A Canadian production of 1980, "Vietnam: The Ten Thousand Day War" is a very straightforward, to a fault, 26-episode series that covers key events of the nearly 20 year conflict in 25-minute installments. Written by Pulitzer Prize winning reporter Peter Arnett (who won his Pulitzer for his mid 60s coverage of that very war) and narrated with an old fashioned tone you don't get anymore by Richard Basehart, the series has one solitary, sometimes drolly executed agenda: present the facts. In historical context, the program is very much a product of its times, produced in an era where refreshingly (in modern context) all people wanted were the facts without any sly commentary from its producers. However, more often than not, the way the facts are presented in this program, interview subjects inherently build towards a viewpoint that would be fully justified by expert historian commentary. For a modern audience this bunt presentation may be unnerving at nearly 13-hours total in length, hard to digest in a short time frame.
What the series lacks in true polish it makes up for wit the very facts that somewhat bog it down. The various episodes cover early American involvement in the country, the French involvement in the early years all the way through key events as the Tet Offensive and Bombing of Hanoi. Additional episodes sometimes take a broader look at defining elements of the war, from the American method of war to the environment and cultural conditions that live on in infamy. Thankfully the late 70s to early 80s time frame nets the producers veterans with fresh memories and provide them an open platform to tell their tale (one that can be very chilling, as is the case in a late series episode on POWs). At only 25-minutes an episode, no viewer will walk away with any form of expert knowledge in one area of the war, but the production goes far beyond the basic facts.
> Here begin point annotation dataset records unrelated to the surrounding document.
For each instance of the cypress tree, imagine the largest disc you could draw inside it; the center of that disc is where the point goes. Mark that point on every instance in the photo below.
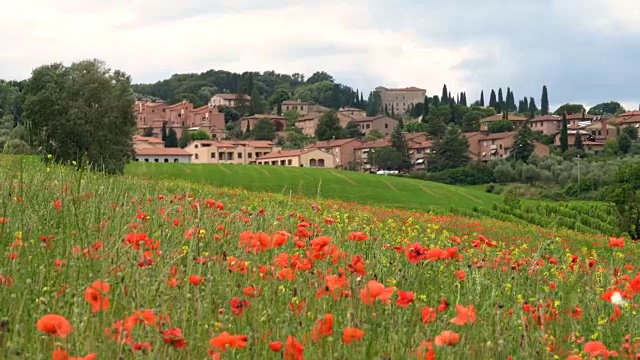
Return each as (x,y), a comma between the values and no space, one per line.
(577,143)
(544,102)
(164,131)
(564,134)
(444,98)
(425,109)
(492,100)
It's an incredibly solidly constructed piece of educational programming, but one that has aged in some aspects poorly and lacks that expert commentary we come to expect from the modern documentary.
The 1.33:1 original aspect ratio transfer is in rough shape, showing signs of its videotape origins. Stock footage varies all over the spectrum of quality from grainy black and white footage to some over saturated color footage. Detail levels are middling at best, while colors are in the semi-natural range but can be over saturated one moment or washed out the next. Compression artifacts are a mild but common element throughout.
The English Stereo audio track is incredibly flat, with Basehart's commanding voice lacking the aural quality it deserves and interview subjects sounding like something you'd hear off a local in-studio news report of the era. The sound suffers from a minor tinny quality at times and overall, the age of the program is heard loud and clear.
While not the definitive Vietnam War documentary series in the vein of "The World at War," "Vietnam: The Ten Thousand Day War" is one of the most comprehensive I've witnessed, even if focus is vast in breadth and shallow in depth. For it's age, it holds up remarkably well, if one can handle the dry presentation and haggard A/V quality. Recommended.